I have a function that produces an output like so when I pass it a name:
W2V('aamir')
array([ 0.12135 , -0.99132 , 0.32347 , 0.31334 , 0.97446 , -0.67629 ,
0.88606 , -0.11043 , 0.79434 , 1.4788 , 0.53169 , 0.95331 ,
-1.1883 , 0.82438 , -0.027177, 0.70081 , 0.87467 , -0.095825,
-0.5937 , 1.4262 , 0.2187 , 1.1763 , 1.6294 , 0.91717 ,
-0.086697, 0.16529 , 0.19095 , -0.39362 , -0.40367 , 0.83966 ,
-0.25251 , 0.46286 , 0.82748 , 0.93061 , 1.136 , 0.85616 ,
0.34705 , 0.65946 , -0.7143 , 0.26379 , 0.64717 , 1.5633 ,
-0.81238 , -0.44516 , -0.2979 , 0.52601 , -0.41725 , 0.086686,
0.68263 , -0.15688 ], dtype=float32)
I have a data frame that has an index Name and a single column Y:
df1
Y
Name
aamir 0
aaron 0
... ...
zulema 1
zuzana 1
I wish to run my function on each value of Name and have it create columns like so:
0 1 2 3 4 5 6 7 8 9 ... 40 41 42 43 44 45 46 47 48 49
Name
aamir 0.12135 -0.99132 0.32347 0.31334 0.97446 -0.67629 0.88606 -0.11043 0.794340 1.47880 ... 0.647170 1.56330 -0.81238 -0.445160 -0.29790 0.52601 -0.41725 0.086686 0.68263 -0.15688
aaron -1.01850 0.80951 0.40550 0.09801 0.50634 0.22301 -1.06250 -0.17397 -0.061715 0.55292 ... -0.144960 0.82696 -0.51106 -0.072066 0.43069 0.32686 -0.00886 -0.850310 -1.31530 0.71631
... ... ... ... ... ... ... ... ... ... ... ... ... ... ... ... ... ... ... ... ... ...
zulema 0.56547 0.30961 0.48725 1.41000 -0.76790 0.39908 0.86915 0.68361 -0.019467 0.55199 ... 0.062091 0.62614 0.44548 -0.193820 -0.80556 -0.73575 -0.30031 -1.278900 0.24759 -0.55541
zuzana -1.49480 -0.15111 -0.21853 0.77911 0.44446 0.95019 0.40513 0.26643 0.075182 -1.34340 ... 1.102800 0.51495 1.06230 -1.587600 -0.44667 1.04600 -0.38978 0.741240 0.39457 0.22857
What I have done is real messy, but works:
names = df1.index.to_list()
Lst = []
for name in names:
Lst.append(W2V(name).tolist())
wv_df = pd.DataFrame(index=names, data=Lst)
wv_df.index.name = "Name"
wv_df.sort_index(inplace=True)
df1 = df1.merge(wv_df, how='inner', left_index=True, right_index=True)
I am hoping there is a way to use .apply() or similar but I have not found how to do this. I am looking for an efficient way.
Update:
I modified my function to do like so:
if isinstance(w, pd.core.series.Series):
w = w.to_string()
Although this appears to work at first, the data is wrong. If I pass aamir to my function you can see the result. Yet when I do it with apply the numbers are totally different:
df1
Name Y
0 aamir 0
1 aaron 0
... ... ...
7942 zulema 1
7943 zuzana 1
df3 = df1.reset_index().drop('Y', axis=1).apply(W2V, axis=1, result_type='expand')

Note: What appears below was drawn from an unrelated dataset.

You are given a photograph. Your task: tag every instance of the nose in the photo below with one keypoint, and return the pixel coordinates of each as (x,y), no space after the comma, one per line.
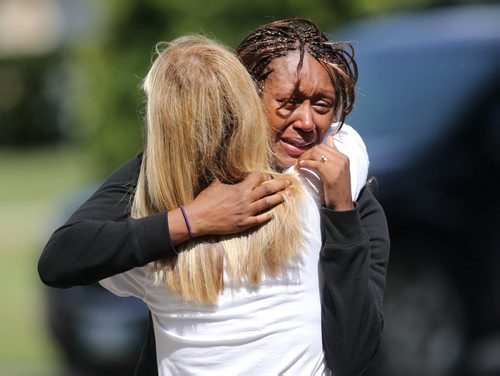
(303,117)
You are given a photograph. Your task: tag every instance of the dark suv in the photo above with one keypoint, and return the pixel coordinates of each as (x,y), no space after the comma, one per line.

0 1 2 3 4 5 6 7 8 9 ... 40 41 42 43 44 45 46 47 48 49
0 0.075014 0.824769 0.580976 0.493415 0.409894 0.142214 0.202602 -0.599501 -0.213184 -0.142188 ... 0.627784 0.136511 -0.162938 0.095707 -0.257638 0.396822 0.208624 -0.454204 0.153140 0.803400
1 0.073664 0.868665 0.574581 0.538951 0.394502 0.134773 0.233070 -0.639365 -0.194892 -0.110557 ... 0.722513 0.147112 -0.239356 -0.046832 -0.237434 0.321494 0.206583 -0.454038 0.251605 0.918388
... ... ... ... ... ... ... ... ... ... ... ... ... ... ... ... ... ... ... ... ... ...
7942 -0.002117 0.894570 0.834724 0.602266 0.327858 -0.003092 0.197389 -0.675813 -0.311369 -0.174356 ... 0.690172 -0.085517 -0.000235 -0.214937 -0.290900 0.361734 0.290184 -0.497177 0.285071 0.711388
7943 -0.047621 0.850352 0.729225 0.515870 0.439999 0.060711 0.226026 -0.604846 -0.344891 -0.128396 ... 0.557035 -0.048322 -0.070075 -0.265775 -0.330709 0.281492 0.304157 -0.552191 0.281502 0.750304
7944 rows × 50 columns
You can see that the first row is aamir and the first value (column 0) my function returns is 0.1213 (You can see this at the top of my post). Yet with apply that appears to be 0.075014
EDIT:
It appears it passes in Name aamir rather than aamir. How can I get it to just send the Name itself aamir?
Let's say we have some function which transforms a string into a vector of a fixed size, for example:
import numpy as np
def W2V(name: str) -> np.ndarray:
low, high, size = 0, 5, 10
rng = np.random.default_rng(abs(hash(name)))
return rng.integers(low, high, size, endpoint=True)
Also a data frame is given with a meaningful index and junk data:
import pandas as pd
names = pd.Index(['aamir','aaron','zulema','zuzana'], name='Name')
df = pd.DataFrame(index=names).assign(Y=0)
When we apply some function to a DataFrame along columns, i.e. axis=1, its argument is gonna be a row as Series wich name is an index of the row. So we could do something like this:
output = df.apply(lambda row: W2V(row.name), axis=1, result_type='expand')
With result_type='expand', returned vectors will be transformed into columns, which is the required output.
P.S. As an option:
df = pd.DataFrame.from_dict({n: W2V(n) for n in names}, orient='index')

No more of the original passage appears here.